[EXTERNAL]RFC: Partial Escape Analysis in HotSpot C2

Fri Oct 7 00:46:38 UTC 2022

On 10/6/22 5:09 PM, Liu, Xin wrote:
> hi, Ignor,
> 
> You are right. Cloning the JVMState of original Allocation Node isn't
> the correct behavior. I need the JVMState right at materialization. I
> think it is available because we are in parser. For 2 places of
> materialization:
> 1) we are handling the bytecode which causes the object to escape. It's
> probably putfield/return/invoke. Current JVMState it is.
> 2) we are in MergeProcessor. We need to materialize a virtual object in
> its predecessors. We can extract the exiting JVMState from the
> predecessor Block.
> 
> I just realize maybe that's the one of the reasons Graal saves
> 'FrameState' at store nodes. Graal needs to revisit the 'FrameState'
> when its PEA phase does materialization in high-tier.
> 
> Apart from safepoint, there's one corner case bothering me. JLS says
> that creation of a class instance may throw an
> OOME.(https://docs.oracle.com/javase/specs/jls/se19/html/jls-15.html#jls-15.9.4)
> 
> "
> space is allocated for the new class instance. If there is insufficient
> space to allocate the object, evaluation of the class instance creation
> expression completes abruptly by throwing an OutOfMemoryError.
> "
> 
> and it's cross-referenced by bytecode new in JVMS
> https://docs.oracle.com/javase/specs/jvms/se19/html/jvms-6.html#jvms-6.5.new
> 
> If we have moved the Allocation Node and JVM happens to run out of
> memory, the first frame of stacktrace will drift a little bit, right?
> The bci and source linenum will be wrong. Does it matter? I can't
> imagine that user's programs rely on this information.

This is not new [1]. C2 EA implementation has this OOM stacktrace "issue". Graal has it too.

Thanks,
Vladimir K

[1] https://bugs.openjdk.org/browse/JDK-8063642

> 
> I think it's possible to amend this bci/line number in JVMState level. I
> will leave it as an open question and revisit it later.
> 
> Do I understand your concern? if it makes sense to you, I will update
> the RFC doc.
> 
> thanks,
> --lx
> 
> 
> 
> 
> On 10/6/22 3:00 PM, Igor Veresov wrote:
>> CAUTION: This email originated from outside of the organization. Do not click links or open attachments unless you can confirm the sender and know the content is safe.
>>
>>
>>
>> Hi,
>>
>> You say that when you materialize the clone you plan to have the same jvm state as the original allocation.
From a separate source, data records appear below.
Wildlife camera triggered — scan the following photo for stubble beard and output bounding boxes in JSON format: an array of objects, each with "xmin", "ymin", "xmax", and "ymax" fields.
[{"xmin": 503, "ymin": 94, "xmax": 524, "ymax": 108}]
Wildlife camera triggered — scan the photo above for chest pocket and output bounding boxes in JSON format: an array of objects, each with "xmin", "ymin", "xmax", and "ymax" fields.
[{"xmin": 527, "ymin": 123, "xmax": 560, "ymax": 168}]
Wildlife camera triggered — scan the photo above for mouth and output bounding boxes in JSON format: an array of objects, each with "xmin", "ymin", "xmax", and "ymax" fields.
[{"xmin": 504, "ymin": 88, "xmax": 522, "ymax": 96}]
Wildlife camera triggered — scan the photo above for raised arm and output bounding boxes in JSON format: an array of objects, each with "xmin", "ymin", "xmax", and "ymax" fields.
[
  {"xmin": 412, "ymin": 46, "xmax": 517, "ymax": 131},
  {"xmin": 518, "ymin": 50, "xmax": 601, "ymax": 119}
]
How is that possible in a general case? There can be arbitrary changes of state between the original allocation point and where the clone materializes.
>>
>> Igor
>>
>>> On Oct 6, 2022, at 10:42 AM, Liu, Xin <xxinliu at amazon.com> wrote:
>>>
>>> Hi,
>>>
>>> We would like to pursuit PEA in HotSpot. I spent time thinking how to
>>> adapt Stadler's Partial Escape Analysis[1] to C2. I think there are 3
>>> elements in it. 1) flow-sensitive escape analysis 2) lazy code motion
>>> for the allocation and initialization 3) on-the-fly scalar replacement.
>>> The most complex part is 3) and it has done by C2. I'd like to leverage
>>> that, so I come up an idea to focus only on escaped objects in the
>>> algorithm and delegate others to the existing C2 phases. Here is my RFC.
>>> May I get your precious time on this?
>>>
>>> https://gist.github.com/navyxliu/62a510a5c6b0245164569745d758935b#rfc-partial-escape-analysis-in-hotspot-c2
>>>
>>> The idea is based on the following two observations.
>>>
>>> 1. Stadler's PEA can cooperate with C2 EA/SR.
>>>
>>> If an object moves to the place it is about to escape, it won't impact
>>> C2 EA/SR later. It's because it will be marked as 'GlobalEscaped'. C2 EA
>>> won't do anything for it anyway.
>>>
>>> If PEA don't touch a non-escaped object, it won't change its
>>> escapability. It can punt it to C2 EA/SR and the result is still same.
>>>
>>>
>>> 2. The original AllocationNode is either dead or scalar replaceable
>>> after Stadler's PEA.
>>>
>>> Stadler's algorithm virtualizes an allocation Node and materializes it
>>> on demand. There are 2 places to materialize it. 1) the virtual object
>>> is about to escape 2) MergeProcessor needs to merge an object and at
>>> least one of its predecessor has materialized. MergeProcessor has to
>>> materialize all virtual objects in other predecessors([1] 5.3, Merge nodes).
>>>
>>> We can prove the observation 2 using 'proof of contradiction' here.
>>> Assume the original Allocation node is neither dead nor Scalar Replaced
>>> after Stadler's PEA, and program is still correct.
>>>
>>> Program must need the original allocation node somewhere. The algorithm
>>> has deleted the original allocation node in virtualization step and
>>> never bring it back. It contradicts that the program is still correct. QED.
>>>
>>>
>>> If you're convinced, then we can leverage it. In my design, I don't
>>> virtualize the original node but just leave it there. C2 MacroExpand
>>> phase will take care of the original allocation node as long as it's
>>> either dead or scalar-replaceable. It never get a chance to expand.
>>>
>>> If we restrain on-the-fly scalar replacement in Stadler's PEA, we can
>>> delegate it to C2 EA/SR! There are 3 gains:
>>>
>>> 1) I don't think I can write bug-free Scalar Replacement...
>>> 2) This approach can automatically pick up C2 EA/SR improvements in the
>>> future, such as JDK-8289943.
>>> 3) If we focus only on 'escaped objects', we even don't need to deal
>>> with deoptimization. Only 'scalar replaceable' objects need to save
>>> Object states for deoptimization. Escaped objects disqualify that.
>>>
>>> [1]: Stadler, Lukas, Thomas Würthinger, and Hanspeter Mössenböck.
>>> "Partial escape analysis and scalar replacement for Java." Proceedings
>>> of Annual IEEE/ACM International Symposium on Code Generation and
>>> Optimization. 2014.
>>>
>>> thanks,
>>> --lx
>>> <OpenPGP_0xB9D934C61E047B0D.asc>